8. Juan Gabriel, juzgándose dichoso de poder así corresponder al llamamiento del Señor, se aplicó con ardor a sus nuevos estudios, y a pesar de su edad relativamente avanzada, pues tenía más de quince años, hizo bien pronto en ellos rápidos progresos. Seis meses después de haber comenzado el latín, pudo ya entrar en la clase de tercer año, ganando en seguida el primer lugar. Por Pascua se le hizo subir al cuarto ario, y como también obtuvo los primeros puestos, al comenzar el siguiente curso pasó a quinto, estudiando después la retórica, en donde obtuvo los más felices resultados.
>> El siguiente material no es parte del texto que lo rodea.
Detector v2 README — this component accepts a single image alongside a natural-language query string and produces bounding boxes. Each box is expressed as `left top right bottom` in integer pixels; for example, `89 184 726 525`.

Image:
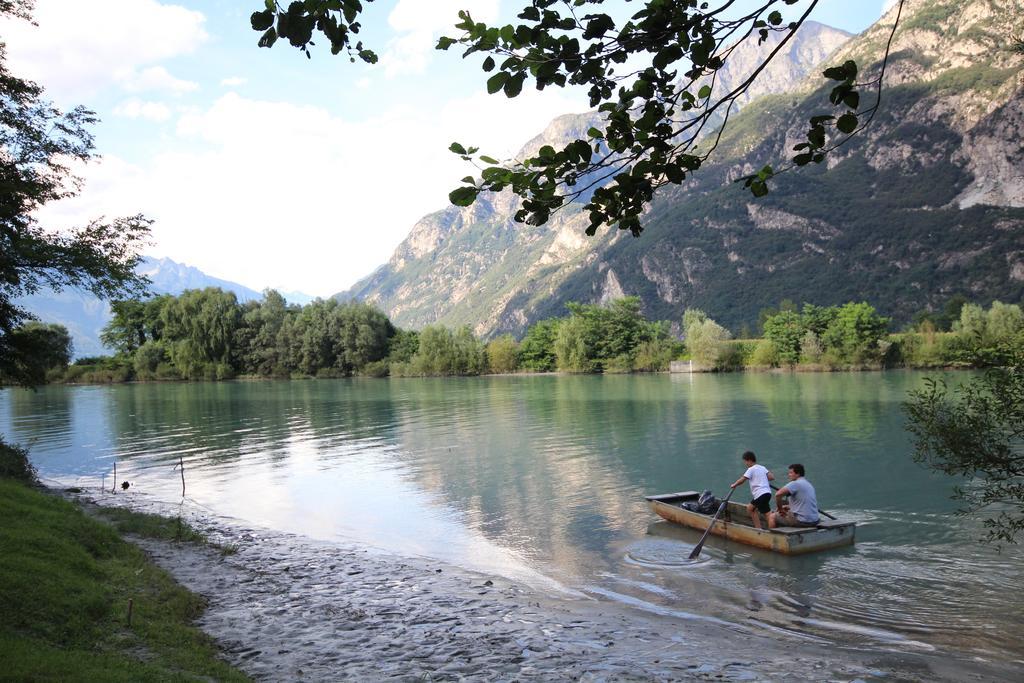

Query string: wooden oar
688 487 736 560
770 484 837 521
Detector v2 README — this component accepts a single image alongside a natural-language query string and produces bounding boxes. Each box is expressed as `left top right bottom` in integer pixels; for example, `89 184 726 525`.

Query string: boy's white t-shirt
744 464 771 498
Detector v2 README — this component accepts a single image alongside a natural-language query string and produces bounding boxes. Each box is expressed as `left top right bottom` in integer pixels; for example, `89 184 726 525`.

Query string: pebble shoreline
71 490 1015 682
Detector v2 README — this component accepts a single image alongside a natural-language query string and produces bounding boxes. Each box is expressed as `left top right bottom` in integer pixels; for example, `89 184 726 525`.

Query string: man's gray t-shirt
785 478 819 523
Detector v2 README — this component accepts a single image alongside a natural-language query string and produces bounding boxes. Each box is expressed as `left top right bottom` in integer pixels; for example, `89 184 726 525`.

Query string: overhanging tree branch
251 0 904 235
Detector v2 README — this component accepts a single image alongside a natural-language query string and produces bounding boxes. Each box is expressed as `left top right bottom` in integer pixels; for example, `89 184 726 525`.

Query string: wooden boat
645 490 855 555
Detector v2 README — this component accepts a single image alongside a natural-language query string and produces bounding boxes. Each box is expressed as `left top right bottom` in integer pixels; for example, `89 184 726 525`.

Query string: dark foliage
904 338 1024 545
0 3 150 386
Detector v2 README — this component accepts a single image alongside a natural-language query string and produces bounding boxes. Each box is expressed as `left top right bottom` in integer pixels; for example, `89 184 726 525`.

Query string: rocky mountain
342 2 1024 336
135 257 265 303
19 257 310 357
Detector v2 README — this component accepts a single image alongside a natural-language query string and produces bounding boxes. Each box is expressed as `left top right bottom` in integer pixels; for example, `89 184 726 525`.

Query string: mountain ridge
339 1 1024 335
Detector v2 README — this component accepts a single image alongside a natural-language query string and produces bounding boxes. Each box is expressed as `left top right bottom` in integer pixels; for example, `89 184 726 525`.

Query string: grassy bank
0 440 248 682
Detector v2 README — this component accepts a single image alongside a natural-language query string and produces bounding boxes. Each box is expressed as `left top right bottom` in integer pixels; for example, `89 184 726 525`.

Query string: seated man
769 463 819 528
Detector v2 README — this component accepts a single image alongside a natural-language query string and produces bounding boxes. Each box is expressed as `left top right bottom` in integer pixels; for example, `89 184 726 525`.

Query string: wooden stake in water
178 456 185 497
112 463 117 494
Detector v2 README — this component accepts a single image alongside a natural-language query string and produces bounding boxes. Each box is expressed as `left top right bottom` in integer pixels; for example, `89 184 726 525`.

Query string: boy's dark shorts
750 492 771 514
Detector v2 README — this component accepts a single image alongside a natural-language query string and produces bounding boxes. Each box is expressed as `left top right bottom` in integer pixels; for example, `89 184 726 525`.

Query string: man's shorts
750 492 771 514
775 512 818 527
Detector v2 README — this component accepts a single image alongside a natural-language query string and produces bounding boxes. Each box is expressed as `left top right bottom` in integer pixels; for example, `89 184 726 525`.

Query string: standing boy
730 451 774 529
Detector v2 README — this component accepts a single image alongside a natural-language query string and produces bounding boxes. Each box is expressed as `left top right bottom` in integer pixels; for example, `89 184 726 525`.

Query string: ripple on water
624 538 718 569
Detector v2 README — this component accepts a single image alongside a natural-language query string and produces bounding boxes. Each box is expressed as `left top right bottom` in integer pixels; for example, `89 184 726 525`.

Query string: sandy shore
68 489 1016 682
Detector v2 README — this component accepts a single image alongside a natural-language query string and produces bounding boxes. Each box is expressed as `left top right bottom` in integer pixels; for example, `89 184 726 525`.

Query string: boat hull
646 491 855 555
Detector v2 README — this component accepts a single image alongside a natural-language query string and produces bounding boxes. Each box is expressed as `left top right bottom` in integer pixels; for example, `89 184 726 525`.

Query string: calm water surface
3 373 1021 663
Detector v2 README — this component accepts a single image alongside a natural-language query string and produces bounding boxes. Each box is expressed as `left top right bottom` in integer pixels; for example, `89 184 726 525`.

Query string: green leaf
652 44 683 71
664 164 685 183
257 27 278 48
449 186 479 207
503 73 525 98
449 142 467 155
823 65 849 81
479 155 499 164
582 14 615 40
251 10 274 31
519 6 540 21
482 56 495 72
842 91 860 109
836 113 858 134
486 72 508 94
436 36 457 50
697 84 712 99
808 126 826 149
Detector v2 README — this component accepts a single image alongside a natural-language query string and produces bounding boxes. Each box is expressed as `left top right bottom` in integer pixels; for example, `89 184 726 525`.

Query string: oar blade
688 500 727 559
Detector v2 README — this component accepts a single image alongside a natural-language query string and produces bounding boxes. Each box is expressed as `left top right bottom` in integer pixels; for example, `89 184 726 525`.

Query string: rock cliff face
342 0 1024 334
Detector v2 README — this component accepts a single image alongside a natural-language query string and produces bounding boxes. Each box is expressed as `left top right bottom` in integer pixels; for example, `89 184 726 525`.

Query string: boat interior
645 491 850 534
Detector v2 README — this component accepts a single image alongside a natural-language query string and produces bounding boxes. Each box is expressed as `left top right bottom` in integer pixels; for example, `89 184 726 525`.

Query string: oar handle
770 484 837 520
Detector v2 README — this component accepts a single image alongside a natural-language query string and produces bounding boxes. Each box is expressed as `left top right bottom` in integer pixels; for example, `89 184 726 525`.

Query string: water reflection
1 372 1021 662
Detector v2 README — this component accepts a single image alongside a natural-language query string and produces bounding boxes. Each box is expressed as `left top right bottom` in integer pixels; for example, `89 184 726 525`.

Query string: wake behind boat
645 490 855 555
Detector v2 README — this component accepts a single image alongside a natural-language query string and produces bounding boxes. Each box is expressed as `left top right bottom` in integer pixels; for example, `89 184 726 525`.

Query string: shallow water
3 372 1022 664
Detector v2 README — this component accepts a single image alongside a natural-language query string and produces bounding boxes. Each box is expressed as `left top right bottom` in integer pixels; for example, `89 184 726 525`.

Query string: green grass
96 506 241 557
98 507 208 544
0 474 249 682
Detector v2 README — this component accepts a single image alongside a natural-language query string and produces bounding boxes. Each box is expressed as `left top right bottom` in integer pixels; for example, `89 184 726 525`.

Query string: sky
2 0 894 298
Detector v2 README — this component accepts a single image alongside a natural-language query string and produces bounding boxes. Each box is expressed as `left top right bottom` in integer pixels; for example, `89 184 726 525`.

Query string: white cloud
38 87 586 296
221 76 248 87
387 0 499 33
113 98 172 122
0 0 207 99
117 66 198 95
380 0 499 77
380 31 436 78
355 77 372 90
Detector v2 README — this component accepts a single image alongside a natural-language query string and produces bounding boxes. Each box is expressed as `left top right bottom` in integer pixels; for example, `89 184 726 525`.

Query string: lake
3 372 1021 665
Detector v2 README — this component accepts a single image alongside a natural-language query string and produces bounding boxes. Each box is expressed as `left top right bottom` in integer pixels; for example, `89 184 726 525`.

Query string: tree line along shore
4 290 1022 386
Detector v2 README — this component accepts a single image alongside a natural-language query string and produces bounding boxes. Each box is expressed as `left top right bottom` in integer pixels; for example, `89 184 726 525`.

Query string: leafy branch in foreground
251 1 904 235
903 339 1024 545
249 0 378 62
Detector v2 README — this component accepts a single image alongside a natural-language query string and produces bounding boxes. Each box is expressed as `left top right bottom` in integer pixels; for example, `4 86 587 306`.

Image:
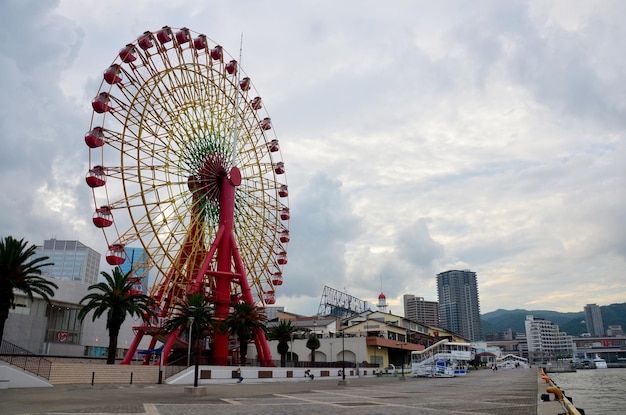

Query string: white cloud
1 0 625 318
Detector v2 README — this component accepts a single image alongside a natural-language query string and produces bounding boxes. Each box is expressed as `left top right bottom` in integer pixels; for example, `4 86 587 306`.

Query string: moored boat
593 354 608 369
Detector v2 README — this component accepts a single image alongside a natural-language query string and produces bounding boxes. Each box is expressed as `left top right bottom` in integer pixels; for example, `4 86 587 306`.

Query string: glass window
45 305 82 345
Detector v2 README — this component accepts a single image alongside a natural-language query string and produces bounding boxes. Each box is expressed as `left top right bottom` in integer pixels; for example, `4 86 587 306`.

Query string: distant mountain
481 303 626 337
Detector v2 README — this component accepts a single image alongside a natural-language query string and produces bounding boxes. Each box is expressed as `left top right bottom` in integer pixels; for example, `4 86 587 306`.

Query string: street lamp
187 306 202 388
290 332 294 367
342 329 346 381
193 326 200 388
187 315 195 367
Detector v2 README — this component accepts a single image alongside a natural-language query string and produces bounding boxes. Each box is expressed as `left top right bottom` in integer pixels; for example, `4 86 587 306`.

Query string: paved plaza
1 368 544 415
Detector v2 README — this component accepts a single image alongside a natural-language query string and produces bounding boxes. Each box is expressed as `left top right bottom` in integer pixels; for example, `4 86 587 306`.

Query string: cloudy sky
2 0 625 317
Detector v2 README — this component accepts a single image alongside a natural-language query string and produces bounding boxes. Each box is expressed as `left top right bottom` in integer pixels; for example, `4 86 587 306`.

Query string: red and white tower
377 292 388 313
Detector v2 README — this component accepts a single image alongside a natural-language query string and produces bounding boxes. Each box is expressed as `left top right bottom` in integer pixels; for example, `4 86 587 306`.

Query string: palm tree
163 293 215 386
162 292 216 357
267 319 296 367
78 267 155 364
306 333 320 362
0 236 58 343
222 301 267 366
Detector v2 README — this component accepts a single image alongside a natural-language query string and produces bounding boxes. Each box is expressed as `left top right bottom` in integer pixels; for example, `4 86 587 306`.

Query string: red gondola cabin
119 44 137 63
84 127 105 148
156 26 173 44
85 166 106 188
264 291 276 305
92 93 111 113
103 64 122 85
271 272 283 286
92 206 113 228
137 31 154 50
106 244 126 266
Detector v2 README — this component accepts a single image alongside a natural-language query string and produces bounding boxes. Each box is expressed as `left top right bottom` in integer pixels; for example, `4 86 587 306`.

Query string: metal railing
163 353 189 380
0 340 52 380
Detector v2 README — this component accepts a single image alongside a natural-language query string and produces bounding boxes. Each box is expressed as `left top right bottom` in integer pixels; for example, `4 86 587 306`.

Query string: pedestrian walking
237 367 244 383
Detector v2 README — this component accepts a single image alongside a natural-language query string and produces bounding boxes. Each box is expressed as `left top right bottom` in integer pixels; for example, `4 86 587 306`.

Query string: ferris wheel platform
133 326 188 350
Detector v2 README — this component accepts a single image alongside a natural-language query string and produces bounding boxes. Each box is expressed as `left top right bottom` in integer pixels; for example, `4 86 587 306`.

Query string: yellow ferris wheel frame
85 26 289 317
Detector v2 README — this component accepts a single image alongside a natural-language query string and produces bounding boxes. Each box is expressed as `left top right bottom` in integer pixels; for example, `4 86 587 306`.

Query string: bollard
91 372 95 385
130 372 133 384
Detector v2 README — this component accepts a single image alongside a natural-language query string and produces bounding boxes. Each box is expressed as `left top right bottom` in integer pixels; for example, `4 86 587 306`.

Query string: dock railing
539 368 583 415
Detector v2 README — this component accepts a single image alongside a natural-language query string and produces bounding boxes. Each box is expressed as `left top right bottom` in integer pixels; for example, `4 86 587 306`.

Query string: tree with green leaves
267 319 296 367
0 236 58 343
163 293 215 364
306 333 320 362
78 267 156 364
222 301 267 366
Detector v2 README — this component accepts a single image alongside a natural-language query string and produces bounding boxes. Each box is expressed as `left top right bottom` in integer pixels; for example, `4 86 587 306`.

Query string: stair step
49 362 160 384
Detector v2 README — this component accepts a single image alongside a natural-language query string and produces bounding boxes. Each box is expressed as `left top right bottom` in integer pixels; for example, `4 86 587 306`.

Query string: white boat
496 354 529 369
593 355 608 369
411 339 473 377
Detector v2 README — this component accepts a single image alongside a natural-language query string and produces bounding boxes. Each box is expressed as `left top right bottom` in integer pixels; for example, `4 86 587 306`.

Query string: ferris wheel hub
229 166 242 187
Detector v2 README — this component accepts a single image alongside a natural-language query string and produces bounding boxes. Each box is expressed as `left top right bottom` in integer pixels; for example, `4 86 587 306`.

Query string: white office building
524 315 573 365
36 239 101 285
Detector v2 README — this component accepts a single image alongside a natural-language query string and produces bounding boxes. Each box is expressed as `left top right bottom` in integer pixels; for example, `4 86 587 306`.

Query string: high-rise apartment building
403 294 439 327
525 315 573 364
437 269 482 341
584 303 604 336
36 239 101 285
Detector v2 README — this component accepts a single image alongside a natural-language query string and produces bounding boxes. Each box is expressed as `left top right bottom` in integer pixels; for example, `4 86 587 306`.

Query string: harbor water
548 368 626 414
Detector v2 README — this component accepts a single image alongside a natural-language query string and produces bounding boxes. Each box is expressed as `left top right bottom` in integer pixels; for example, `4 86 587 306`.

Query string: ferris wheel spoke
104 165 176 186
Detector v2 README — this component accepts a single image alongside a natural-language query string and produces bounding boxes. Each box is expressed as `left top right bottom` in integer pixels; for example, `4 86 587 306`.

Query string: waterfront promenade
1 367 549 415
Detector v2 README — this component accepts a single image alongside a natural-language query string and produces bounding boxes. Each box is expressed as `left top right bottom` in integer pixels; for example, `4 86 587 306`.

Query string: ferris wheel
84 26 289 364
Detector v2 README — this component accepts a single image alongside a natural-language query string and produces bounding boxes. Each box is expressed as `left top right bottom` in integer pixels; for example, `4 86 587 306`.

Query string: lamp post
187 306 200 387
342 329 346 381
158 348 164 384
290 332 296 367
187 315 195 367
193 330 200 387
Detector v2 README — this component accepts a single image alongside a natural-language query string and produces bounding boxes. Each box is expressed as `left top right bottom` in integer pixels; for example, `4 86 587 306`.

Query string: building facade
607 325 624 337
584 303 604 336
437 270 482 341
5 239 150 358
403 294 439 327
36 239 101 285
524 315 573 364
260 309 445 370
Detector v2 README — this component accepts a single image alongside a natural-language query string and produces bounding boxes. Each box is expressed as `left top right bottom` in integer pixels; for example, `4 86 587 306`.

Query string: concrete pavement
1 367 545 415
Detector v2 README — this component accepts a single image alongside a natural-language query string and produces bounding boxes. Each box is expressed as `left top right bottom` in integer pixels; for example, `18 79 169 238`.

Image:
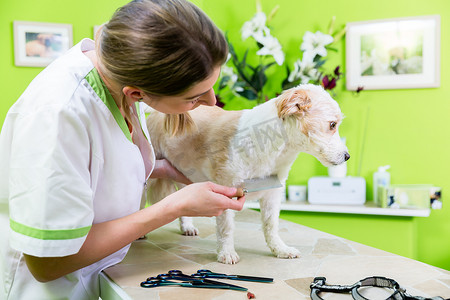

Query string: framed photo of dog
13 21 73 67
345 15 440 90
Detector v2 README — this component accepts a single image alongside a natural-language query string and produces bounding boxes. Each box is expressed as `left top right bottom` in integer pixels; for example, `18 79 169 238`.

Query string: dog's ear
276 89 312 120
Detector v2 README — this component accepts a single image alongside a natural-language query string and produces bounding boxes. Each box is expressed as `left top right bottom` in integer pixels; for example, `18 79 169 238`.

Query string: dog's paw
274 246 301 259
217 250 240 264
181 224 199 236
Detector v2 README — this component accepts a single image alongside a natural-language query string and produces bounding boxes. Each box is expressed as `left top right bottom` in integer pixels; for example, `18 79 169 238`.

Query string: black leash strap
310 276 449 300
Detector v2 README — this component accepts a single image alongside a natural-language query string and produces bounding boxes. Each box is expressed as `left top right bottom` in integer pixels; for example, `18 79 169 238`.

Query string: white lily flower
300 31 334 58
256 35 284 65
288 51 319 83
221 65 237 83
304 68 320 84
233 85 244 93
221 55 237 85
242 12 270 41
288 59 301 82
225 53 232 63
221 66 244 93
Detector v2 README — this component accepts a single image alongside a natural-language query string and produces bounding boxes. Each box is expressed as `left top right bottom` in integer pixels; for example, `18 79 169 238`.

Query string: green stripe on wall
10 219 91 240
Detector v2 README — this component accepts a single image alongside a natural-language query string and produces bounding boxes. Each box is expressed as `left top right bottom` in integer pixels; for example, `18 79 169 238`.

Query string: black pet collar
310 276 449 300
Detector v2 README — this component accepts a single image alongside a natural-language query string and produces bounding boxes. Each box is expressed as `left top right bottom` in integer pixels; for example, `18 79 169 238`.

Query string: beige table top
103 209 450 299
9. No sobresalió menos por su conducta intachable, por su regularidad siempre ejemplar y por su piedad verdadera y sólida. Dejábanse ya ver en él en un grado no común aquellas virtudes de humildad, de caridad, de dulzura, de celo y de mortificación que más tarde habían de edificar tanto a los que estaban destinados a ser felices testigos de ellas. Por esta razón fue bien pronto para sus condiscípulos el objeto de una especie de veneración, al mismo tiempo que poseía la estimación y afecto de sus maestros. Lejos, sin embargo, de valerse para nada de estas ventajas, se miraba sinceramente como el último de todos, no buscando más que su propio anonadamiento y poner en práctica la máxima del libro de la Imitación, tan amada de las almas humildes: Ama el ser desconocido y reputado por nada: ama nesciri et pro nihilo reputari. De la influencia que le daba su virtud sólo se servía para conducir a los otros al bien y para vacar más libremente a la oración, a lecturas piadosas y aun a la meditación, de la cual daba cuenta, cuando se la pedían, con una sencillez angelical.
10. El estudio de la Filosofía, a que se dedicó después de la Retórica, reveló en él nuevas y preciosas cualidades: un juicio muy recto unido a una grande facilidad de concebir, y un espíritu inclinado a la Metafísica que le permitía profundizar con rara penetración en las cuestiones más abstrusas.
Esta madurez precoz, acompañada de tanta virtud, determinó a su tío encargarle, por más que no había terminado aún sus estudios, el relevo de un profesor que acababa de salir de la casa, estando bien persuadido de que el joven filósofo estaría a la altura de su puesto. Su esperanza no salió fallida, pues el nuevo regente supo de tal modo conquistarse la estimación y afecto de sus discípulos, que éstos, treinta años después, no hablaban de Perboyre sino con lágrimas de ternura.
Sin embargo, preparábale insensiblemente la divina Providencia para una vida más perfecta, y la Congregación de la Misión no debía de tardar en abrirle sus puertas.